Elasticsearch high availability across availability zones

Hi Team,
I am planning to test implement my ES cluster in cloud so thought to get some best practices from you. My most requirement is to have High Availability of ELK all 3 services as well as index data.
I have 10 nodes to distribute across 2 data centers in same region, with replication factor 3

3 - master
2 - logstash
2 - kibana
3 - data nodes

But my worry is I have to keep 2 master in one DC-1 (AZ-1) and 3rd master in another DC-2 (AZ-2). If the AZ-1 goes down then my cluster will be down and the 3rd master will not be able to claim itself a master.

So how to deal with this situation? I am restricted with only 2 DC's and don't have 3rd data center or AZ.

Your advise will help me

You can't, sorry, you need at least three availability zones. This isn't a restriction that Elasticsearch imposes: it's not even theoretically possible to build a fully resilient system across two zones.

The best you can do is to split almost all of your cluster across two "main" zones and add another dedicated master-eligible node in a small independent third zone. This extra node may be a voting-only node.

Thank You @DavidTurner for your response and yes that is a good option at hand, if we configure 3rd master as voting only master eligible node then does such node take all responsibilities of a regular master node except of becoming itself as master node like creating deleting index, allocating shards, internal node communication etc...

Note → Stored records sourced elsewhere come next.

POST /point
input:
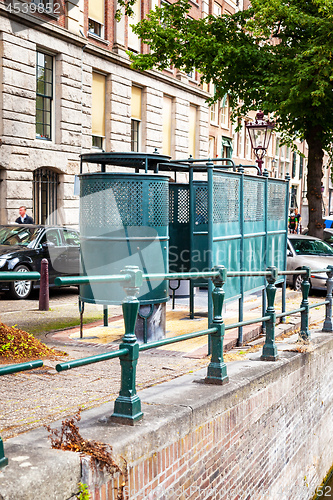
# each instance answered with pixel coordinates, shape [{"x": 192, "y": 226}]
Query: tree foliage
[{"x": 275, "y": 56}]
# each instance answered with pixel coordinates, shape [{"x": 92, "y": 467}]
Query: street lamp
[{"x": 260, "y": 132}]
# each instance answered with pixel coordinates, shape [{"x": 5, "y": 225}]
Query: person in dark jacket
[{"x": 24, "y": 217}]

thought to clarify few questions - when every data is written into the cluster. does each data goes through master? does the master node keeps track of the metadata of the data and keeps others in sync with write acknowledgement? In such case does voting only master node will also carry such responsibilities?

No.

Yes

No.

Any sense of the latency requirements for the 3rd zone voting-only master, i.e. can we place it on another cloud provider or region? If so, it'll be way, way slower than local masters, like 100ms vs. 1ms but will that matter in normal operation? Then when a zone dies, of course votes have to happen, etc. but presumably that will work, just a little slower - does that make sense as a solution for us two-zone only folks (we have this in Beijing, or example)?

From the docs:

However all master-eligible nodes, including voting-only nodes, require reasonably fast persistent storage and a reliable and low-latency network connection to the rest of the cluster, since they are on the critical path for publishing cluster state updates.

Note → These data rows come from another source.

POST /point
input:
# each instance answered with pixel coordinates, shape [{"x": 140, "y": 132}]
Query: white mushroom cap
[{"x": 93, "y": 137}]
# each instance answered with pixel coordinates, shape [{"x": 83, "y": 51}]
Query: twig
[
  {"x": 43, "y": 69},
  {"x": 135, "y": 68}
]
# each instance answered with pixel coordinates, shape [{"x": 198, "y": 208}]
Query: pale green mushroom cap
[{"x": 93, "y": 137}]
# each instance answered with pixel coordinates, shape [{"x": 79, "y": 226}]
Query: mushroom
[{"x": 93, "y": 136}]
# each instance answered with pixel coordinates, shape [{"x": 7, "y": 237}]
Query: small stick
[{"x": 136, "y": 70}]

We can't really give a concrete figure for how much latency is acceptable since it only really has a performance impact. IMO 100ms is a lot, much more than we had in mind when working on this. Reliability is also very important for the connections between nodes in a cluster, and this is the usual reason for problems in a cluster split across sites.

So the challenge remains for folks with only two ’near’ zones of what to do. Maybe that means finding a site 25ms away, but of course that’s highly variable (not sure of AWS’ published/test inter-region links; might be not so bad).

Or a process to manage split brain so with an hour down time, failover can be managed, presumably with secondary cluster restart with fewer master nodes required, which would seem okay - manually confirm the primary AZ down, restart secondary cluster with master=1, ideally it promotes all its replicas to primaries and you’re good, though recovery to both zones is both full restart and likely challenges to resync original zone primaries which are now way behind and maybe state lost; not clear how that all works.

Is there any documented process? I know I’ve asked before.

Or is this back to CCR as the solution, but seems messier to setup, search, etc.

Steve

Note that this has changed for Elasticsearch 7.x, so things that worked before may no longer be suitable. If you lose quorum you can not necessarily easily reconfigure the cluster and spin up and add new master nodes.

This didn't work in earlier versions too, although it sometimes looked like it did work having silently lost data. The major change in 7.x in this area is that we now avoid cases that might cause this silent data loss.

No, not really, because there really isn't any way to achieve this without occasionally silently losing an immeasurable amount of data. As in, not even theoretically, this isn't a constraint that Elasticsearch imposes.

Given the inevitable choice between safety and availability each individual cluster chooses safety, with the intention that you can combine clusters together to improve availability at the expense of safety. It's much easier to work that way round, although it's certainly not easy either way.

1 Like

Thanks, though my challenge is this is the reality of many folks - we have an AWS deployment with two zones on AWS; there simply are no more zones to use, none within 50-100ms in other regions. Same for folks doing this in data centers, private OpenStack, and so on. So I understand it’s not good, and there can be data loss, and it’s a tradeoff, but I’m am troubled that cases like this are just told, don’t do it at all, run 1 zone, I guess.

The world is full of such challenges and tradeoffs like this. I guess it means I have to find time to test it up and doc some solutions or failures, if only for my own interest and learning; even if it all fails, I can at least then explain what I did, why, and results. And be smarter, maybe :wink:

Seems CCR (platinum level!) can help, but $$ and even then not clear full-bidirectional works seamlessly for the app as indexes have to change modes and switch leaders, etc.

Steve

What if I have a 3rd AZ which gives any where between 40ms to 75ms latency for the 3rd voting-only master? will that suffice?

It's impossible to say. Quoting my earlier comment:

This topic was automatically closed 28 days after the last reply. New replies are no longer allowed.